State locking is handled by the backend. If you’re using S3 with DynamoDB, the lock is automatic. If you’re using local state, you’re going to have a bad time with CI/CD. Don’t use local state for shared projects.

The comment on PR step is really useful for reviewers. They can see exactly what will change without running terraform locally. It helps catch accidental deletions of queues or users.

One more thing. If you have multiple environments (dev, staging, prod), you’ll want to separate the state files completely. Maybe use dev.tfstate and prod.tfstate. You can do this with different backend configs or different directories. Mixing environments in one state file is a recipe for disaster.

I’ve seen teams try to use variables to switch environments within one state file. It works until it doesn’t. When you delete a resource in dev, it might try to delete it in prod if the IDs match up weirdly. Just keep them separate.

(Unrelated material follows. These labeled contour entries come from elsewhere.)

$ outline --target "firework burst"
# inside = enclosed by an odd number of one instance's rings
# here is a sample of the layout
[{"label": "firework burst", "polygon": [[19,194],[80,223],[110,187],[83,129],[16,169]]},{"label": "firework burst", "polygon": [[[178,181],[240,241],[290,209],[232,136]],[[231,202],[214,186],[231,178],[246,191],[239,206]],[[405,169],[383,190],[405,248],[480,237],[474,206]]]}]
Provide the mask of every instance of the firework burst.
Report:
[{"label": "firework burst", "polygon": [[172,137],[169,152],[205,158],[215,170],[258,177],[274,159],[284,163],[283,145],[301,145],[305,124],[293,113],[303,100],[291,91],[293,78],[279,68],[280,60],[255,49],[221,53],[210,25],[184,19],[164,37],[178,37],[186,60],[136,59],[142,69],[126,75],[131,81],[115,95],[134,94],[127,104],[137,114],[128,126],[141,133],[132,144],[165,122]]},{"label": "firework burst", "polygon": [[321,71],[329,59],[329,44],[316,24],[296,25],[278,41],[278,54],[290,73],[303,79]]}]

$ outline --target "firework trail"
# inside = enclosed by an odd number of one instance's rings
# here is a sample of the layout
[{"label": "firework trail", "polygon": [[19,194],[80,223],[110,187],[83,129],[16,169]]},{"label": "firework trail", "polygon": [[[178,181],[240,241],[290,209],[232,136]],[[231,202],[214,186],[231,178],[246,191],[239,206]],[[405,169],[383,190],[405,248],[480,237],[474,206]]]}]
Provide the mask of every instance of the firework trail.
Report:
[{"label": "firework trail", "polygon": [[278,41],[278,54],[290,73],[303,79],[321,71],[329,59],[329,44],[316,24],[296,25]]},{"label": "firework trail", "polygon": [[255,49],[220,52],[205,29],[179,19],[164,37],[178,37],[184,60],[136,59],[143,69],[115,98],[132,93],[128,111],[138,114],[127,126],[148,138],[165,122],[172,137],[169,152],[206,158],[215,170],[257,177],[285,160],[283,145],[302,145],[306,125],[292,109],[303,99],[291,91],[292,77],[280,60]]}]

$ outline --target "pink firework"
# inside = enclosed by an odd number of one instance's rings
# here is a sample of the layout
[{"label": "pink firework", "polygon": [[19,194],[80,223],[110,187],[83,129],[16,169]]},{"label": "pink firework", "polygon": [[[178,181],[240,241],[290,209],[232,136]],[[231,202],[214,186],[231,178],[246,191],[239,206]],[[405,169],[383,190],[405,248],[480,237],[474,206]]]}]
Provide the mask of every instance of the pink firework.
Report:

The workflow above is a good starting point. You can tweak the conditions based on your branch protection rules. Make sure you require the plan job to pass before merging. That way, you never apply broken infrastructure.

Also, check your Terraform provider version. Genesys Cloud updates their APIs frequently. An old provider might miss new features or break on API changes. Pin your provider version in versions.tf so you know exactly what you’re running.

terraform {
 required_providers {
 genesyscloud = {
 source = "mygenesys/genesyscloud"
 version = "~> 1.0"
 }
 }
}

This keeps things stable. You can update the version when you’re ready to test new features.

If you run into issues with the plan output being too long for the comment, you can truncate it or upload it as an artifact and link to it. GitHub comments have a character limit.

Hope this helps you get your pipeline running. It’s a bit of setup, but it pays off when you can push changes without worrying about manual errors.